Species of flowering plant

Conostylis juncea is a rhizomatous, tufted perennial, grass-like plant or herb in the family Haemodoraceae, and is endemic to the south-west of Western Australia. It has cylindrical or flat leaves and yellow flowers on a short flowering stem.

==Description==
Conostylis juncea is a rhizomatous, proliferous perennial with tufts up to 20 cm in diameter. Its leaves are more or less round in cross-section or almost flat, 100–400 mm long and 1–4 mm wide and usually glabrous with prominent veins. The flowers borne just above the ground on a short flowering stalk with broadly egg-shaped or lance-shaped green bracts at the base. The perianth is hairy, yellow or greenish-yellow, 12–20 mm long with lobes 9–12.5 mm long. The anthers are 3.5–6 mm long. Flowering occurs from July to September.

==Taxonomy and naming==
Conostylis juncea was first formally described in 1839 by Stephan Endlicher in Novarum Stirpium Decades. The specific epithet (juncea) means "rush-like".

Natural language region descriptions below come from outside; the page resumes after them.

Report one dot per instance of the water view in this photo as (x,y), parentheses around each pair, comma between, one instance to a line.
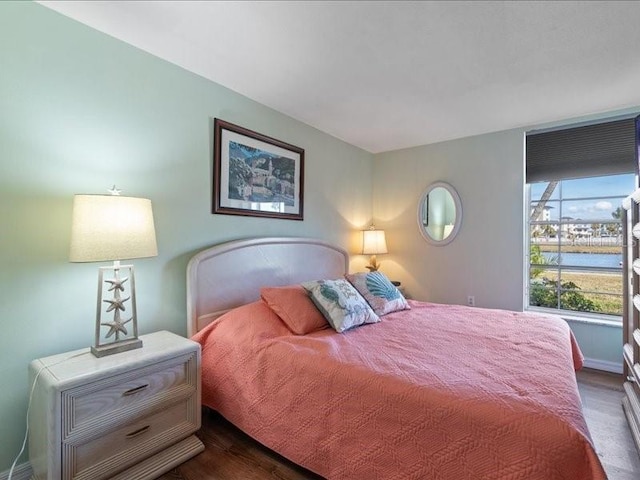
(606,260)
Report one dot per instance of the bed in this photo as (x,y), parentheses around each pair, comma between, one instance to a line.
(438,392)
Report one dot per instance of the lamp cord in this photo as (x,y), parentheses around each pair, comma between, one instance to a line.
(33,387)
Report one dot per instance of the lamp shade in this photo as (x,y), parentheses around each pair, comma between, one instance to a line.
(111,227)
(373,242)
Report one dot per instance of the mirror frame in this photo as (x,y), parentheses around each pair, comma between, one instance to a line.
(456,226)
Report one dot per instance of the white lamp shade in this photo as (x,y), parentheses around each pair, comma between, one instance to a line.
(111,227)
(373,242)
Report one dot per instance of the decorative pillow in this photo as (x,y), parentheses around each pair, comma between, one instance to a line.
(378,290)
(294,307)
(340,303)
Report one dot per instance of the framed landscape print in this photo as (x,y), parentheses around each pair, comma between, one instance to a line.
(256,175)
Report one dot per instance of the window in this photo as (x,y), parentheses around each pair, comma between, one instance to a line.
(576,180)
(575,247)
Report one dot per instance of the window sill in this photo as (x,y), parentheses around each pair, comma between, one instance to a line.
(592,319)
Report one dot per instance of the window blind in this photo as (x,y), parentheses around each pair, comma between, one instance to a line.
(587,151)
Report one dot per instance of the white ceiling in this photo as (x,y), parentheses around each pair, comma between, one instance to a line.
(388,75)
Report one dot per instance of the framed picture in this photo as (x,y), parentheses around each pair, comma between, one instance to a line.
(255,175)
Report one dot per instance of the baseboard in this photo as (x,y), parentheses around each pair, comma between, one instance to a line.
(21,472)
(604,365)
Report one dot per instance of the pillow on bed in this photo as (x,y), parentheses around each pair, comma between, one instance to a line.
(378,290)
(294,307)
(340,303)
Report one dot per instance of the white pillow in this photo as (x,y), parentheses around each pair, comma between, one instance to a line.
(340,303)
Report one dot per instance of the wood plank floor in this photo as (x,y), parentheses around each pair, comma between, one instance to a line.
(232,455)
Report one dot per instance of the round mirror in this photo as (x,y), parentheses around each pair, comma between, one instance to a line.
(439,213)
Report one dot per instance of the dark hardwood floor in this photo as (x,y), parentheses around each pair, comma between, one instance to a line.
(232,455)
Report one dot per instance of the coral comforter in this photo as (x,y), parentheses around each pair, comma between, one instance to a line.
(436,392)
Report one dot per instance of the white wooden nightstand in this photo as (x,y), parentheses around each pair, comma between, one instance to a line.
(129,416)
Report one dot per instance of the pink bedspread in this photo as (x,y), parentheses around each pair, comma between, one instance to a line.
(437,392)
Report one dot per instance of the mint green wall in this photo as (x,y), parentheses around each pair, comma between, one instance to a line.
(80,111)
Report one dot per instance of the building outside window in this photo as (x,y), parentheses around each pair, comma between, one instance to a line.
(575,244)
(577,177)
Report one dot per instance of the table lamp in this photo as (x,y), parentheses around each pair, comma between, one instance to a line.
(113,228)
(373,243)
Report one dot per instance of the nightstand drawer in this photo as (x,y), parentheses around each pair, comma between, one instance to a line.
(116,400)
(113,452)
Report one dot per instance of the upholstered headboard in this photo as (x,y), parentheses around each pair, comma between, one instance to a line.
(231,274)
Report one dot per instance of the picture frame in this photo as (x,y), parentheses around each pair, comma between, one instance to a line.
(256,175)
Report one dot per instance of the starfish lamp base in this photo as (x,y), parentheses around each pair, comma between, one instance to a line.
(121,332)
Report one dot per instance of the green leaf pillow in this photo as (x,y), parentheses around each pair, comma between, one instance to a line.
(379,292)
(340,303)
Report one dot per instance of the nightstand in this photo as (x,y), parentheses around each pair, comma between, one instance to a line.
(129,416)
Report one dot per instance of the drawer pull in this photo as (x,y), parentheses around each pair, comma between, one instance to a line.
(140,431)
(133,391)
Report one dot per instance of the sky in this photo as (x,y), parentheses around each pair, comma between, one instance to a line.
(596,189)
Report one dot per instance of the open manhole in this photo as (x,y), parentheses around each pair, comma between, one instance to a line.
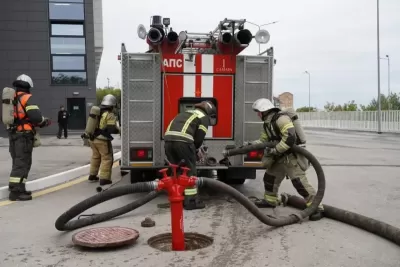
(193,241)
(105,237)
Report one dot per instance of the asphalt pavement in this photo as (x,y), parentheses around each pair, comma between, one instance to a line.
(54,156)
(362,173)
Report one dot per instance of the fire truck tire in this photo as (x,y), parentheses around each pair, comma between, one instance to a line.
(138,176)
(65,222)
(234,181)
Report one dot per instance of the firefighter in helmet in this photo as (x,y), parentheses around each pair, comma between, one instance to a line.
(27,116)
(102,150)
(277,161)
(184,135)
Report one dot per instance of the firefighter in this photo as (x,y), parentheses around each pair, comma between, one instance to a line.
(277,161)
(185,134)
(100,142)
(27,116)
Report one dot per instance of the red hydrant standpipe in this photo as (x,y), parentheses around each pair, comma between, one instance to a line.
(175,186)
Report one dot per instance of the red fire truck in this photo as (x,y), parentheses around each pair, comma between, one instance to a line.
(180,70)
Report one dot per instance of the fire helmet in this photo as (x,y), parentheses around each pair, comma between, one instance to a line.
(109,100)
(23,81)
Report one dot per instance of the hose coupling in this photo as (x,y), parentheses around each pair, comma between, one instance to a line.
(199,182)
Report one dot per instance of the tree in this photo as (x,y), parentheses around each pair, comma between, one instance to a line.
(393,101)
(306,109)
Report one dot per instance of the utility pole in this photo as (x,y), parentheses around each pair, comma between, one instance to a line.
(309,92)
(388,97)
(379,69)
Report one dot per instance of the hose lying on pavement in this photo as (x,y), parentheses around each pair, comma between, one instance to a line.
(63,223)
(368,224)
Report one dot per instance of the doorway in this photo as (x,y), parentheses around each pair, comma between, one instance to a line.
(77,113)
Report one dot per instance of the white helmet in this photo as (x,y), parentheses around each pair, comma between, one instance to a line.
(262,105)
(23,81)
(109,100)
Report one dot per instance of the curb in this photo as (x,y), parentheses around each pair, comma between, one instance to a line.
(55,179)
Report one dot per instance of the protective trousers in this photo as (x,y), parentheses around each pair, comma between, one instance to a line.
(21,147)
(278,170)
(102,158)
(176,151)
(62,127)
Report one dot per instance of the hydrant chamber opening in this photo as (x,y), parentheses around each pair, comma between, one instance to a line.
(193,241)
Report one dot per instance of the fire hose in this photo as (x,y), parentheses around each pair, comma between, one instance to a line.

==Distribution and habitat==
This species of conostylis grows in sand in open woodland and heath in near-coastal areas between Jurien Bay and Australind in the Avon Wheatbelt, Geraldton Sandplains, Jarrah Forest and Swan Coastal Plain bioregions of south-western Western Australia.

==Conservation status==
Conostylis juncea is listed as "not threatened" by the Western Australian Government Department of Biodiversity, Conservation and Attractions.